Which is more generic.
ESDI, SMD or SCSI.
In my opinion, SCSI is as close are you are going to get to a universal
interface.
As for reading raw data from a drive. The newer the drive, the higher
the bit density and lower the strength of the magnetic fields and hence
the lower the flying height. You have to deal with linear (or
horizontal) recording, perpendicular recording, Heat assisted magnetic
recording, microwave assisted magnetic recording. The latest
technologies are approaching 1TB (yes that's TB) per square inch.
If you spin the platters too slowly you will not be able to distinguish
individual magnetic fluctuations from noise. What do you propose as
your maximum data density (in BPI) and what is the minimum speed you
will need to accurately decode it.
Also once you get into newer drives the sectoring information may be
stored in EEPROM or ROM and not on the disk at all, that would make
decoding the data even more complicated as you don't know where a given
sector starts.
In addition to handling any number of encoding techniques (FM, MFM, GCR,
RLL, MAMR, HAMR, PMR, etc.) news drives also do bad sector mapping so
you would need to be able to handle that as well.
Some kind of programmable data separator (possibly and external DSP)
might be able to handle the high aerial densities.
The GreaseWeazle does this for floppies. That architecture might be a
good starting point to ramp up for hard drives.
Well, that's my 2 cents.
On 4/18/2022 5:09 PM, Douglas Taylor via cctech wrote:
Because of this I'm holding on to my DEC Qbus ESDI controllers!!! You
never know....
Doug
On 4/17/2022 4:35 PM, Guy Sotomayor via cctech wrote:
I chose ESDI and SMD fundamentally because the interface is 100%
digital (e.g. the data/clock separator is in the drive itself). So I
don't need to do any oversampling.
TTFN - Guy
On 4/17/22 11:12, Paul Koning via cctalk wrote:
On Apr 17, 2022, at 1:28 PM, shadoooo via cctalk
<cctalk@classiccmp.org> wrote:
hello,
there's much discussion about the right method to transfer data in
and out.
Of course there are several methods, the right one must be
carefully chosen after some review of all the disk interfaces that
must be supported. The idea of having a copy of the whole disk in
RAM is OK, assuming that a maximum size of around 512MB is
required, as the RAM is also needed for the OS, and for Zynq
maximum is 1GB.
For reading a disk, an attractive approach is to do a high speed
analog capture of the waveforms. That way you don't need a priori
knowledge of the encoding, and it also allows you to use
sophisticated algorithms (DSP, digital filtering, etc.) to recover
marginal media. A number of old tape recovery projects have used
this approach. For disk you have to go faster if you use an
existing drive, but the numbers are perfectly manageable with modern
hardware.
If you use this technique, you do generate a whole lot more data
than the formatted capacity of the drive; 10x to 100x or so. Throw
in another order of magnitude if you step across the surface in
small increments to avoid having to identify the track centerline in
advance -- again, somewhat like the tape recovery machines that use
a 36 track head to read 7 or 9 or 10 track tapes.

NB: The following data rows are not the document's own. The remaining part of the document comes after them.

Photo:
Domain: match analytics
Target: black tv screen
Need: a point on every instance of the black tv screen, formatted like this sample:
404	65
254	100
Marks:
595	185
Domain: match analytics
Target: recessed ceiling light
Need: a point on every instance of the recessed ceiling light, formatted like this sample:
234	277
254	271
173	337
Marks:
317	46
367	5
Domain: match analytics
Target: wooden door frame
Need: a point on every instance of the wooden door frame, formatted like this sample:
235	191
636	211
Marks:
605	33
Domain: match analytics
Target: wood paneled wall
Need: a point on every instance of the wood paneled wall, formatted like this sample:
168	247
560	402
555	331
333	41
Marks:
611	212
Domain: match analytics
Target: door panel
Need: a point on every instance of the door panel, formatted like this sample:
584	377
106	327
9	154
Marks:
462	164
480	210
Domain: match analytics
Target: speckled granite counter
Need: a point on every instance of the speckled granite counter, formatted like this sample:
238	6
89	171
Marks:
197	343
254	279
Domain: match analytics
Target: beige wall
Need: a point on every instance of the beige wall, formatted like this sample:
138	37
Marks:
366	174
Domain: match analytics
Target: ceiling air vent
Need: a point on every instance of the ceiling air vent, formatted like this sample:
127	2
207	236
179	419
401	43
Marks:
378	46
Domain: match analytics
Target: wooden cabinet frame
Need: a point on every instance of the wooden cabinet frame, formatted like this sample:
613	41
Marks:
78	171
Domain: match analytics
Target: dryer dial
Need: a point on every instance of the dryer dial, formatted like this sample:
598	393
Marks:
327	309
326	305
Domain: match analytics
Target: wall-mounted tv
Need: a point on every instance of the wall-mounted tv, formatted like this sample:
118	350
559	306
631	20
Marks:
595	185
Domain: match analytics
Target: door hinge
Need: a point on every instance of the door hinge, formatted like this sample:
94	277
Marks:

Fred mentioned how life gets hard if you don't have a drive. I'm
wondering how difficult it would be to build a useable "spin table",
basically an accurate spindle that will accept the pack to be
recovered and that will rotate at a modest speed, with a head
positioner that can accurately position a read head along the
surface. One head would suffice, RAMAC fashion. For slow rotation
you'd want an MR head, and perhaps supplied air to float the head
off the surface. Perhaps a scheme like this with slow rotation
could allow for recovery much of the data on a platter that suffered
a head crash, because you could spin it slowly enough that either
the head doesn't touch the scratched areas, or touches it slowly
enough that no further damage results.